Rhat values from a single chain vs multiple chains

Hi everyone,

After running 4 chains on some model (1000 warmup iterations, 1000 sampling iterations), I ran summary diagnostics on each chain separately, as well as on all 4 chains.

I found that for some estimands, Rhat was large (>1.1) in a single chain, but satisfactory (<1.05) when calculated on all chains. I’m wondering what to make of it. Should I be happy with the results, since the variance in estimating Rhat is larger when using a single chain? Or should I be sad (!), since the definition of Rhat involves averaging across chains, thereby possibly washing out “bad” effects that are only apparent in a single chain?

I should also note that this is a model with many estimands of interest (many tens of thousands), so possibly I should actually use some correction to the Rhat threshold as suggested here or forget about Rhat completely and use MCSE.

Any help would be greatly appreciated!

Many thanks,



It is possible, but then it is also likely that the effect is washed out also in the estimation of the quantity of interest. If you are worried, run longer chains or more chains.

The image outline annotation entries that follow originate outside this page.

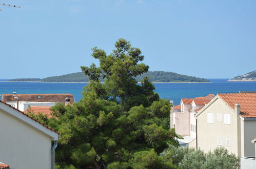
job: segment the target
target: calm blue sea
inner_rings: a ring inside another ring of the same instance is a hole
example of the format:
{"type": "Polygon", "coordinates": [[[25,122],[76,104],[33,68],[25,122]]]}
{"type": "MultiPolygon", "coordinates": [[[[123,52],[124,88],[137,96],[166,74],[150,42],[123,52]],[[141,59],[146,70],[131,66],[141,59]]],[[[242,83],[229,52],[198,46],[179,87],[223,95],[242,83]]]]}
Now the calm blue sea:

Or use multivariate R* Calculate R* convergence diagnostic — rstar • posterior for all jointly, and in addition Rhat and MCSE for the smaller number of quantities of interest. Running longer and more chains, makes it also more likely that you don’t need to worry about the multiple comparison issue.

Thank you for clarifying this! And thank you for suggesting R*. I will read about it and see how it behaves on our model.